Pris panoramiquement, le point de vue change. Le champ des flux et de la vidange prend le dessus. Que de parcs publics déserts, que de bas d’immeuble muets, que de plages sans pelles et sans seaux, que de terrains vagues abandonnés. On est immédiatement frappé par l’ampleur programmée du déplacement et on saisit mieux le caractère anthropométrique de certaines évolutions : l’accès à la cantine grâce à une digitale reconnaissance, le suivi en temps réel au moyen de sites adéquats, le dépistage de l’absentéisme par la SMS attitude. L’instruction commence à se contredire avec son culte de l’immédiat, sa peur du vide, son anticipation du contentieux. Elle n’a guère de temporalité, elle court plutôt dans un présent essoufflé qui ressemble au lapin d’Alice au Pays des Merveilles. Le déni de l’échec est sa marque de fabrique : elle ne le voit pas.

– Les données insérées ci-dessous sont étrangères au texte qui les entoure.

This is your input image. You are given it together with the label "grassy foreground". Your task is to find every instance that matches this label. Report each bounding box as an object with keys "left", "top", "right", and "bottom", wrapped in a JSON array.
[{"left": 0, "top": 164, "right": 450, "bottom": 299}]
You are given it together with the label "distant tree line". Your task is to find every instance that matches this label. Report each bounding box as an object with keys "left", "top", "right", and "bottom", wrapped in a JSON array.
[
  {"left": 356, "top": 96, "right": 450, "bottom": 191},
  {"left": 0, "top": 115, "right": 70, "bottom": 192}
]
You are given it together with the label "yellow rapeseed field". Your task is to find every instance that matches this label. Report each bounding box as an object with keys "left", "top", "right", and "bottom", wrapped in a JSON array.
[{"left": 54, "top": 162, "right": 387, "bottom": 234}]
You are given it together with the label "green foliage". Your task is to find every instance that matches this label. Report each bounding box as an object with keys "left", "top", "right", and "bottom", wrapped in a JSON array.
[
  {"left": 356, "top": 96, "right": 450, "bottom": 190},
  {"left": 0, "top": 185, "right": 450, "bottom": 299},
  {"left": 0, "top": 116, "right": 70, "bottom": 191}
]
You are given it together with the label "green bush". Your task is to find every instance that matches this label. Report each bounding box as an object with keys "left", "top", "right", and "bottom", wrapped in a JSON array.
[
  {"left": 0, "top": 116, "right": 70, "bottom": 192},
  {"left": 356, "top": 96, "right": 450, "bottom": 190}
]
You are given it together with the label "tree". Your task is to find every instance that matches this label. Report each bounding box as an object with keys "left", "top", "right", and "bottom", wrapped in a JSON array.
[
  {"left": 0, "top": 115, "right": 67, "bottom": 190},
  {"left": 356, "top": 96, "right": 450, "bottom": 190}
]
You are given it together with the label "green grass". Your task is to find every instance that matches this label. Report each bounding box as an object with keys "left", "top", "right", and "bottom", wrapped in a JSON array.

En ce sens, on pourrait dire que l’Éducation nationale est un strict reflet de la société : de la simplification, de l’efficacité, des codes, de la norme. Le quotidien et le marché proposent immédiatement des outils d’accès aux compétences et au savoir qui mettent à mal les fondations de l’apprentissage : apprendre à apprendre, d’accord, mais pourquoi faire ? D’un côté malmené par une société inégalitaire et excluante qui est loin de faire une place à chacun, de l’autre par une immédiateté et une obsolescence programmée qui font du processus d’instruction un empêcheur à profit, l’école toussote et maltraite parfois.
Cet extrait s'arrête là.